Dr Lisette Johnston, Head of School at ScreenSpace, part of The Metfilm School is offering the advice following concerns that students are often under-prepared for university life which may lead to mental health issues.

  1. Where possible speak with your child about their expectations for university. For some people it is a logical step, for others it may seem like a daunting jump.
  2. As well as going to see their universities, and making informed decisions about courses, it’s important to highlight to these young people that university is not like school. There is absolutely support available, but there will be an element of independent learning.
  3. Students may go from living at home and getting pocket money to suddenly having thousands in their bank accounts. Teaching students some financial acumen is sensible. Martin Lewis has long advocated financial skills being taught in schools, and learning basic things like what an overdraft it, how to budget for the full year and what you can realistically afford to buy will help students in the long term.
  4. Help them understand what the course involves, going beyond the prospectus. Will they be in a small class of 12 or lectures of 300 people? What is it that makes this the right course for them?
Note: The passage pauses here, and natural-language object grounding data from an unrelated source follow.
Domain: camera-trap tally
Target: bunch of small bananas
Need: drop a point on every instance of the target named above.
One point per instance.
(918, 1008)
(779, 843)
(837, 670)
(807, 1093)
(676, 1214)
At the end of the day, these people are young adults who have to make their own decisions. Let them and don’t spoon-feed them but advise that the door remains open, and you are there to support them on this journey.

Sometimes, failure can be a useful learning experience – In my first year of university, I ran out of money, maxed-out a credit card and my student overdraft, mainly due to silly spending. The upshot was that I had to get a job over the summer and through term-time. I wasn’t an easy thing to learn, but it taught me an important life lesson.